What Gets Recognized and Rewarded
Is What Gets Done
Many years ago, early in his career, my brother Steve was working for a major entertainment conglomerate in their TV syndication department. Part of his job was to input data to a computer from various handwritten reports. One of five workers responsible for performing this tedious task day in and day out, for some reason, at the end of each day, everyone else had completed their allotted workload…except for Steve, as his paperwork continued to pile up on his desk.
On top of all of that, his supervisors would approach him and say, “You really need to speed things up. We don’t know what’s taking you so long, but everyone else always seems to be able to complete their workload by the end of the day, except for you.”
Steve couldn’t figure it out either. He was as competent and capable and diligent as any of them. So, why was he lagging so far behind?
Eventually, he discovered the answer. The issue had nothing to do with anything he was doing; it had to do with what he wasn’t doing that everyone else was.
While Steve was diligent in making sure that he was accurately and completely inputting every single report assigned to him, it turned out that his coworkers were far less conscientious. In fact, it turned out that at the end of the day, they stuffed any and all unfinished paperwork into their backpacks, snuck it out of the office, and unceremoniously dumped it into the trash on their way home!
Upon learning this, Steve at least felt somewhat vindicated in knowing that he was not the problem. But now that he knew this…what to do about it? Join the club—sacrificing his integrity, but at least getting his boss off his back?
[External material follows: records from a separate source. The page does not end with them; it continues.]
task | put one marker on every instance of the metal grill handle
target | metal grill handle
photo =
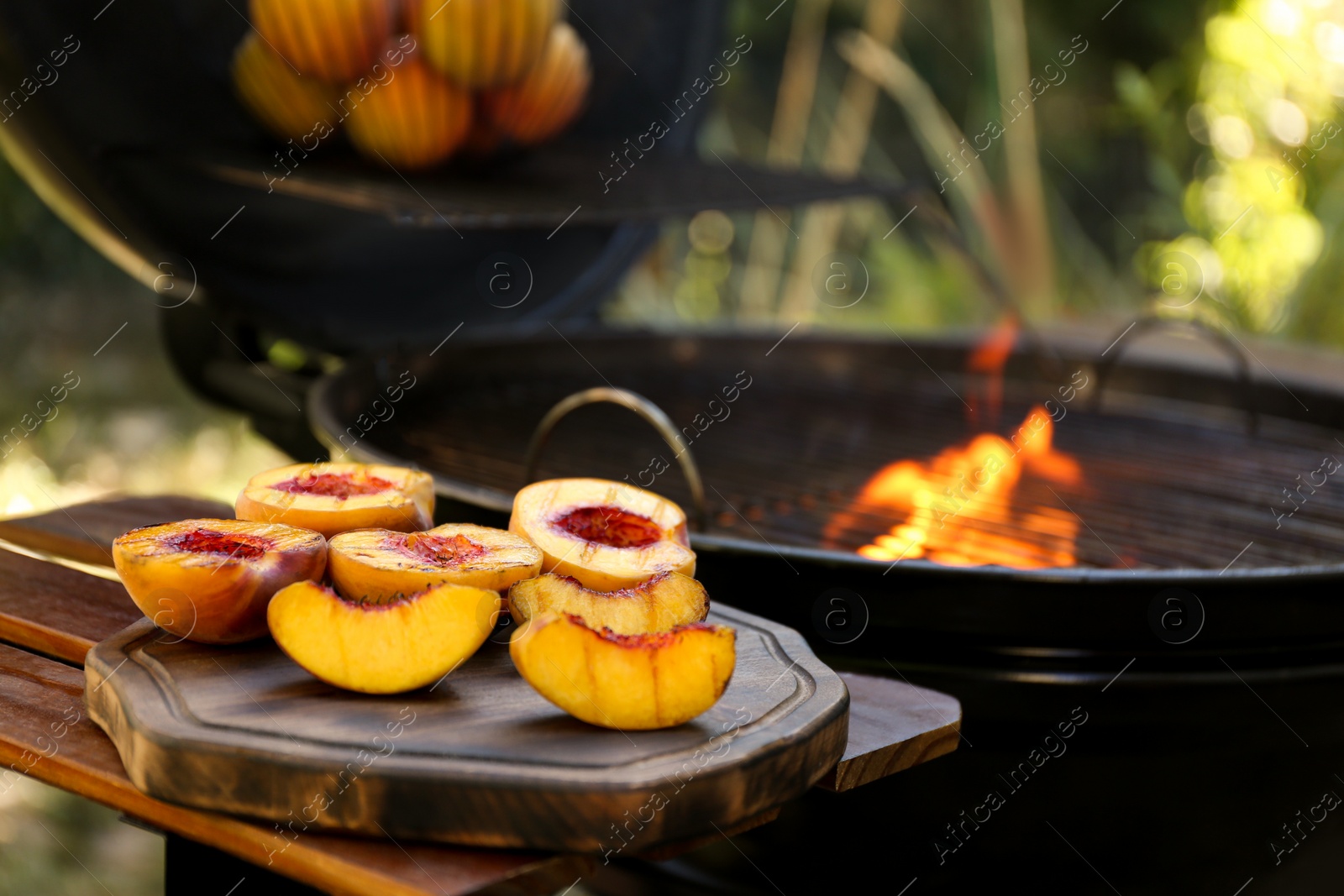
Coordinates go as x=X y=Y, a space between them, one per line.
x=1105 y=365
x=651 y=412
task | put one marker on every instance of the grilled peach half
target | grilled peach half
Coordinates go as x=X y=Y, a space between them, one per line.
x=633 y=681
x=549 y=97
x=664 y=602
x=483 y=43
x=338 y=497
x=416 y=120
x=378 y=564
x=606 y=535
x=331 y=39
x=382 y=647
x=210 y=580
x=288 y=103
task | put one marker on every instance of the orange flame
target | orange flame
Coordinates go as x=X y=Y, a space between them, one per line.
x=988 y=359
x=958 y=506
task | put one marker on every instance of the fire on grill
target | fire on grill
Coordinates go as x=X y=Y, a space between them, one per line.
x=965 y=506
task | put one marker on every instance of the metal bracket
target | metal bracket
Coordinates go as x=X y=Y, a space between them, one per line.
x=651 y=412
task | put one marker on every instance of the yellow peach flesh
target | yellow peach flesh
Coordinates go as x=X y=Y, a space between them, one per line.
x=605 y=535
x=660 y=604
x=378 y=564
x=385 y=647
x=338 y=497
x=625 y=681
x=210 y=580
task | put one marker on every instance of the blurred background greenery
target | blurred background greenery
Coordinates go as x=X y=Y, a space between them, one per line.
x=1187 y=149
Become a whistleblower, thereby proving to his bosses that he was not the problem? (Although he doubted that his bosses would even care, anyway, as long as they didn’t have to see the work piling up.) Or keep doing what he was doing, and continue to bear the wrath of his bosses for his underperformance?
It’s an interesting and challenging dilemma, but in the end, being a person of integrity, Steve just kept doing what he was doing, until he eventually found himself another job.
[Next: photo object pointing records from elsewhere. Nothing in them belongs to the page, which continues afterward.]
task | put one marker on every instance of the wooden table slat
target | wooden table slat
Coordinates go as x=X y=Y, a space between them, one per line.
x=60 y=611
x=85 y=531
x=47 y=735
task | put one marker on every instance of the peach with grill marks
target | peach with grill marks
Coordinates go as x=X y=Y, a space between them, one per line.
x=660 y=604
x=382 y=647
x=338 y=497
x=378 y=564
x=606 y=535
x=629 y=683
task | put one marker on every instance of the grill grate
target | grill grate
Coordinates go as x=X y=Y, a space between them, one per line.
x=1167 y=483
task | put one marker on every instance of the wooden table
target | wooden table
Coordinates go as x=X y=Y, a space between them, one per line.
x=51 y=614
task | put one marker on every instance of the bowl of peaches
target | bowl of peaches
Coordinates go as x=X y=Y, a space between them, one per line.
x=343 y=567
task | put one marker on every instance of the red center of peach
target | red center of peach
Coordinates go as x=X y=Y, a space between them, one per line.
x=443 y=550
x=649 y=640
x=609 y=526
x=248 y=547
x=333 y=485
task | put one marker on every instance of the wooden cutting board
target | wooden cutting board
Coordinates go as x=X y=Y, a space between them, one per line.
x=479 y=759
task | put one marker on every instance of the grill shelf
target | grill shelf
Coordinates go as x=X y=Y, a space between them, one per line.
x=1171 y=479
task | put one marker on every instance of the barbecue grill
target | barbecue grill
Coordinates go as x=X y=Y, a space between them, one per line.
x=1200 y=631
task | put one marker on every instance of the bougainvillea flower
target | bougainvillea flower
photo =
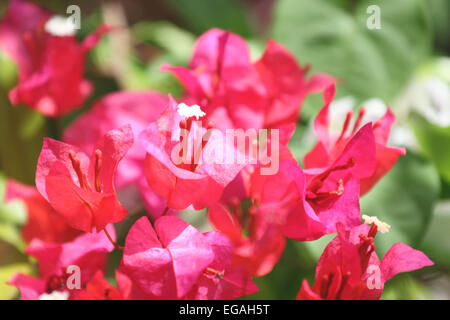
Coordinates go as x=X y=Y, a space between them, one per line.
x=43 y=222
x=99 y=289
x=255 y=230
x=164 y=262
x=87 y=252
x=221 y=280
x=114 y=110
x=185 y=179
x=257 y=253
x=324 y=196
x=49 y=81
x=236 y=93
x=349 y=268
x=331 y=144
x=79 y=188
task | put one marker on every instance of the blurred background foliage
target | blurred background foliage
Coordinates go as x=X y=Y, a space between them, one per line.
x=405 y=64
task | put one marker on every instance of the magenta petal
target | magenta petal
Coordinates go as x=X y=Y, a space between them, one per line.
x=88 y=251
x=114 y=146
x=402 y=258
x=30 y=288
x=165 y=266
x=56 y=151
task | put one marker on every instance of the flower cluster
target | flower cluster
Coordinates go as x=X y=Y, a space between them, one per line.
x=126 y=143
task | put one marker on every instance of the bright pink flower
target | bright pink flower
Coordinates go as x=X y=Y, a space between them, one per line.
x=319 y=198
x=82 y=189
x=99 y=289
x=349 y=268
x=236 y=93
x=256 y=233
x=330 y=145
x=257 y=253
x=221 y=280
x=88 y=252
x=43 y=222
x=50 y=65
x=197 y=181
x=164 y=262
x=114 y=110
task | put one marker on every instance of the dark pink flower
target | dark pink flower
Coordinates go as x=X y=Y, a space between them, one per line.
x=114 y=110
x=88 y=252
x=99 y=289
x=330 y=144
x=164 y=262
x=176 y=172
x=79 y=188
x=236 y=93
x=319 y=198
x=349 y=268
x=50 y=63
x=221 y=280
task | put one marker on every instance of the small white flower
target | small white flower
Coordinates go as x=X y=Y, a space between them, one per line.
x=60 y=26
x=383 y=227
x=55 y=295
x=190 y=111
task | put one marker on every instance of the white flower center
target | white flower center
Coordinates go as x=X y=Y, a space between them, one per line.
x=60 y=26
x=190 y=111
x=55 y=295
x=383 y=227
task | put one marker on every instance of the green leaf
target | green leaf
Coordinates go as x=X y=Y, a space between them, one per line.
x=21 y=131
x=11 y=235
x=202 y=15
x=6 y=272
x=434 y=141
x=404 y=198
x=335 y=39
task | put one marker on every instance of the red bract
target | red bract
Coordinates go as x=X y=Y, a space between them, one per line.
x=50 y=63
x=82 y=189
x=257 y=253
x=99 y=289
x=349 y=268
x=256 y=232
x=236 y=93
x=165 y=262
x=221 y=280
x=43 y=222
x=324 y=196
x=138 y=109
x=330 y=145
x=192 y=181
x=175 y=261
x=88 y=252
This is one of those stories that sounds like the movie Office Space, featuring the infamous TPS reports. But things like this actually happen…and then we wonder why the majority of employees in the workplace are disengaged.
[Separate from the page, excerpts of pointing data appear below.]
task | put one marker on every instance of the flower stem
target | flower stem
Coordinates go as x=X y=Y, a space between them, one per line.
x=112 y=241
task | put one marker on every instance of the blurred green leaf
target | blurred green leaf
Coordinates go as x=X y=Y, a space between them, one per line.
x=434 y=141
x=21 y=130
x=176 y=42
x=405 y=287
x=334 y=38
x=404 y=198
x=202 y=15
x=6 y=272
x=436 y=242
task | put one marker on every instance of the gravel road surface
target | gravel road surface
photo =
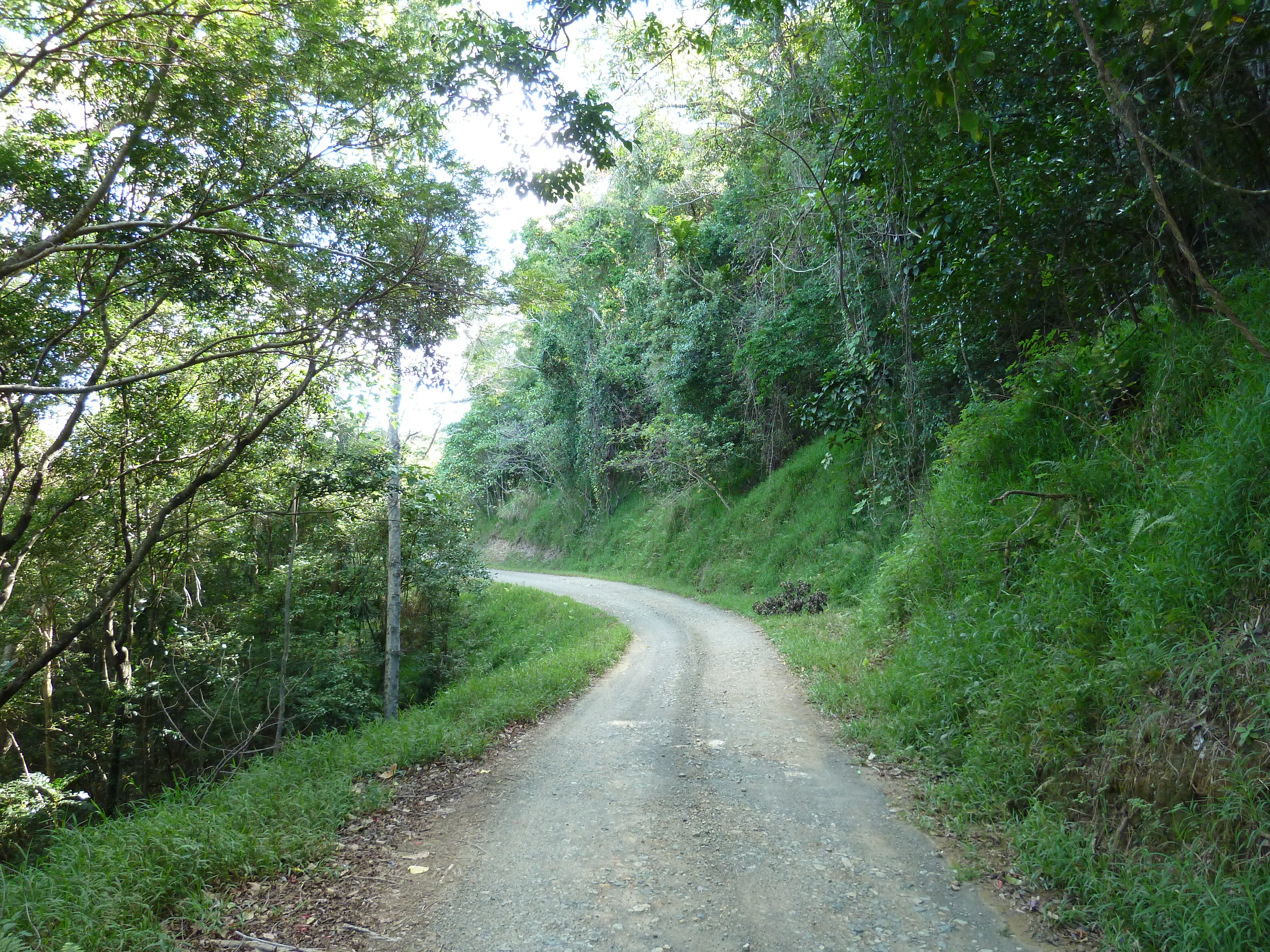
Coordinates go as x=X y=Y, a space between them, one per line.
x=693 y=800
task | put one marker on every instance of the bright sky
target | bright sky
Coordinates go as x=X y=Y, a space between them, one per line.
x=478 y=140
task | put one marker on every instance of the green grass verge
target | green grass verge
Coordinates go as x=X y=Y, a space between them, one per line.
x=110 y=887
x=1085 y=670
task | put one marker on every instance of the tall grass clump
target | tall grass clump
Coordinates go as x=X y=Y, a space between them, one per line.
x=112 y=885
x=1079 y=614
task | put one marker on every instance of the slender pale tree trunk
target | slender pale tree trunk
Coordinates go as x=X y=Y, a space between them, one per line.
x=393 y=649
x=286 y=625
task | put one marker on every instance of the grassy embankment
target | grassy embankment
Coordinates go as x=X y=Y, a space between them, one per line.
x=110 y=887
x=1084 y=671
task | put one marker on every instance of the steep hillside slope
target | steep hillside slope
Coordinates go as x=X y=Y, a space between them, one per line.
x=1067 y=629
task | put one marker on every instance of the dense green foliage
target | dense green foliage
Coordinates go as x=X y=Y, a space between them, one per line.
x=881 y=210
x=111 y=887
x=217 y=220
x=1086 y=667
x=953 y=310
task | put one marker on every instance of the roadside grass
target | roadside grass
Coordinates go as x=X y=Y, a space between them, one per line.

Steve’s story always brings to mind three of Peter Drucker’s most well-known quotes:
1. “What gets recognized and rewarded is what gets done.”
Steve’s supervisors were recognizing and rewarding speed, with no regard at all for accuracy. Or integrity. Or any sense of purpose relative to the work at hand. It was just a meaningless task. And seeing as the only thing the supervisors seemed to care about was whether the workers ended their shift with a clear desk, that’s exactly what they got.
2. “If you can’t measure it, you can’t manage it.”
Similarly, Steve’s supervisors measured success not by the quality of the work that was being done, but simply by the quantity of the work completed. And, by “completed,” that meant that there were no reports left over…regardless of why that was. As long as everyone was able to “check their boxes” and cover their behinds, that was all that mattered.
3. “Management is about doing things right; leadership is about doing the right thing.”
Steve’s colleagues were being managed (poorly) and, most definitely, not being led. Everyone—except for Steve—failed to “do things right”…or do what anyone with a moral compass would consider “the right thing.”
When it comes to balancing “doing things right” and “doing the right thing,” everyone wants everything done “better, faster, and cheaper,” but you can’t always have all three; you sometimes need to prioritize. You can have things done “right” or you can have them done “right now,” but you can’t always have it both ways. Ultimately, it all comes down to priorities…and values. And, without either—and, especially, without clear leadership—companies are going to get what they deserve.
If, at the end of the day, all that these managers care about is their staff leaving the office with a clean desktop, they might as well just toss their work directly into the trash right now and save them (and yourself) the time and trouble. But if a manager wants things done right—and the right things done—then they need to recognize and reward both productivity and performance.
Jim Collins, the author of the classic management book Good to Great, put it this way: “Don’t discipline people. Hire self-disciplined people and give them the freedom and responsibility to act, within the framework of a highly developed system.
Unfortunately, based on Steve’s experience—and mine—it seems that companies don’t always follow such advice.
In Review
The Big Lesson: Be both aware and intentional regarding how you define responsibilities, assign tasks, and determine incentives, because how you do will directly influence what you get.
The Big Question: What lessons can you take from Steve’s story, and have you ever been in a similar situation? What did, or what would you have done? And in light of Drucker’s idea that recognition and rewards can strongly influence what gets done, how can you apply these principles to your own workplace so as to get the right things done the right way?